The Redskins have produced a recovery rate of 84.6 percent, while no other team is yet above 72.7 percent this season. The other teams in the top five are the Raiders (72.7 percent), Steelers (71.4 percent), Falcons (70.0 percent), and the Cardinals and Patriots are tied (68.8 percent). All of these are in samples of between 10 and 16 fumbles, so it really doesn't have much predicative value.
Last edited by Mahons21; November-17th-2012 at 10:27 AM.
---------- Post added November-17th-2012 at 11:27 AM ----------
One of the challenges with any college coach coming into the NFL is that he's no longer able to recruit from a talent base of hundreds of thousands of athletes to fill his team needs. Professional coaches are given a roster to work with, and barring a few maneuvers in free agency coupled with 7 alotted draft picks, that's the roster they're going into the season with. As we've seen with Shanahan, it's very difficult to turn over an entire roster quickly and effectively in this league. Either you have to make your system work with the talent you already have, or everyone involved with the franchise (owner, coaches, players, and fans) will have to be really patient with the rebuilding efforts.
With a system as specialized as Kelly's, will he be able to find the necessary players that are athletic enough, diverse enough, and intelligent enough to run his scheme the way it needs to be run to be successful in the NFL? Do we have players that are system-ready for Kelly? That would be my major concern.
Of course, the flipside of that concern is that, with such a unique system, Kelly may place an emphasis on different types of players than traditional schemes. As a result, the types of players that Kelly covets may be more readily available than your average incoming coach. A great comparison to this idea was Alex Gibbs and his zone blocking scheme, particularly in the '90s. When everyone else was looking for the 300+ lb power-blockers, Gibbs was able to utilize the best of the best from the athletic yet undersized crop of OL. Gibbs ended up consistently producing dominant lines for what he wanted to do, even though few other teams coveted a number of individual linemen that he was successful with.
I'm still in on the Shanahan plan, but if we were to move in another direction, I would absolutely be down with bringing in Chip Kelly. I still have concerns, but I believe the potential reward is worth the risks.
Last edited by RedskinParadigm; November-17th-2012 at 11:04 AM.
The more I see of Kelly's offense, the more I think it could possibly work in the NFL with a couple tweaks.

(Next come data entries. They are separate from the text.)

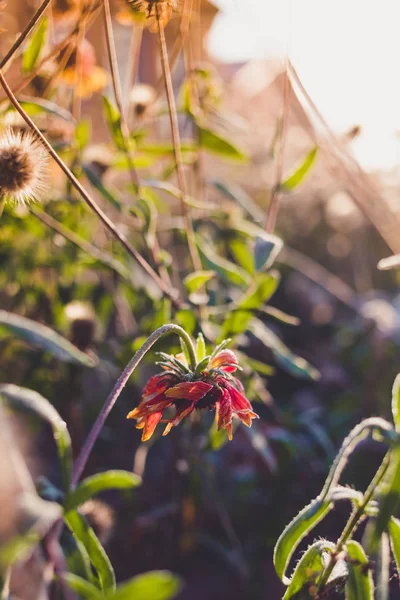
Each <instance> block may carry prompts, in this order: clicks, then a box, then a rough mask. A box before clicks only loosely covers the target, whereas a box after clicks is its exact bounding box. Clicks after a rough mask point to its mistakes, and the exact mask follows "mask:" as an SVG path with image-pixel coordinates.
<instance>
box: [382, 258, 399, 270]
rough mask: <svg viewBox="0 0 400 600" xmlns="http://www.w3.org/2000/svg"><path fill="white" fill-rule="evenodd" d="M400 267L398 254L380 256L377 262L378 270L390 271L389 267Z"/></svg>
mask: <svg viewBox="0 0 400 600" xmlns="http://www.w3.org/2000/svg"><path fill="white" fill-rule="evenodd" d="M399 267H400V254H396V255H395V256H389V258H382V260H380V261H379V262H378V269H379V270H380V271H390V270H391V269H398V268H399Z"/></svg>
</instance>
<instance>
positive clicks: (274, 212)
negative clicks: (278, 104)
mask: <svg viewBox="0 0 400 600" xmlns="http://www.w3.org/2000/svg"><path fill="white" fill-rule="evenodd" d="M288 69H289V57H288V56H286V61H285V74H284V83H283V108H282V119H281V123H280V136H279V149H278V160H277V165H276V178H275V185H274V187H273V189H272V193H271V200H270V203H269V208H268V214H267V222H266V225H265V229H266V231H267V233H273V231H274V229H275V226H276V219H277V217H278V211H279V201H280V186H281V182H282V175H283V163H284V157H285V146H286V138H287V126H288V117H289V91H290V86H289V83H290V81H289V72H288Z"/></svg>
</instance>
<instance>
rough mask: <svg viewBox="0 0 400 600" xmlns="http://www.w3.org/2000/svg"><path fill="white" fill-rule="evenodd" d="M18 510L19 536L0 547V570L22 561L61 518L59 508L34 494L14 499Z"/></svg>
mask: <svg viewBox="0 0 400 600" xmlns="http://www.w3.org/2000/svg"><path fill="white" fill-rule="evenodd" d="M14 502H15V505H16V507H17V509H18V513H17V514H18V517H19V522H18V531H19V534H18V535H17V536H16V537H14V538H13V539H12V540H10V541H8V542H6V543H4V540H3V543H2V545H1V548H0V570H2V569H4V568H5V567H7V566H8V565H12V564H14V563H15V562H16V561H17V560H21V561H22V560H23V559H24V558H25V557H26V556H27V555H29V553H30V552H31V551H32V549H33V547H34V546H36V545H37V544H38V543H39V542H40V540H41V539H43V538H44V536H45V535H46V534H47V533H48V532H49V531H50V529H51V527H52V526H53V525H54V523H55V522H56V521H57V520H58V519H59V518H60V517H61V515H62V510H61V506H60V505H59V504H57V503H56V502H48V501H46V500H42V499H41V498H39V496H37V495H36V494H35V493H31V492H23V493H21V494H19V495H18V496H17V497H16V498H15V499H14Z"/></svg>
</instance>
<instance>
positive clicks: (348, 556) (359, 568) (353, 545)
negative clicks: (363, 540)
mask: <svg viewBox="0 0 400 600" xmlns="http://www.w3.org/2000/svg"><path fill="white" fill-rule="evenodd" d="M346 552H347V569H348V578H347V581H346V600H373V599H374V592H373V589H374V582H373V579H372V572H371V569H370V568H369V566H368V562H369V561H368V557H367V555H366V554H365V552H364V549H363V547H362V546H361V544H359V543H358V542H355V541H354V540H350V541H349V542H347V544H346Z"/></svg>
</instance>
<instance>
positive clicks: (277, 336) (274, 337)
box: [249, 318, 319, 380]
mask: <svg viewBox="0 0 400 600" xmlns="http://www.w3.org/2000/svg"><path fill="white" fill-rule="evenodd" d="M249 328H250V329H251V331H252V332H253V333H254V335H255V336H256V337H257V338H258V339H259V340H260V341H261V342H262V343H263V344H264V345H265V346H266V347H267V348H270V349H271V351H272V353H273V355H274V357H275V360H276V361H277V363H278V364H279V365H280V366H281V367H282V368H283V369H285V370H286V371H288V373H291V374H292V375H294V376H295V377H305V378H307V379H314V380H317V379H319V372H318V371H317V369H315V368H314V367H313V366H311V365H310V363H309V362H307V361H306V360H305V359H304V358H301V357H300V356H296V354H294V353H293V352H291V351H290V350H289V348H287V346H285V344H284V343H283V342H282V340H280V339H279V338H278V336H277V335H276V334H275V333H274V332H273V331H271V329H269V327H267V326H266V325H265V324H264V323H263V322H262V321H260V320H259V319H255V318H254V319H253V320H252V321H251V323H250V325H249Z"/></svg>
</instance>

I think we'd have to have to hook him up with one hell of a personnel guy, but with some tweaks, and a little flexibility, it could work in the NFL.
Part of me still says if we ever did make a switch, I'd want to go with someone in the West Coast Offense coaching tree and continue to developer RG3 as a dropback passer, because I feel like that's what he wants to be----the next Aaron Rodgers. I'm not wild about running him as much as we have past this season. But Chip's offense looks like it could work in the NFL. I just have to watch more tape of it.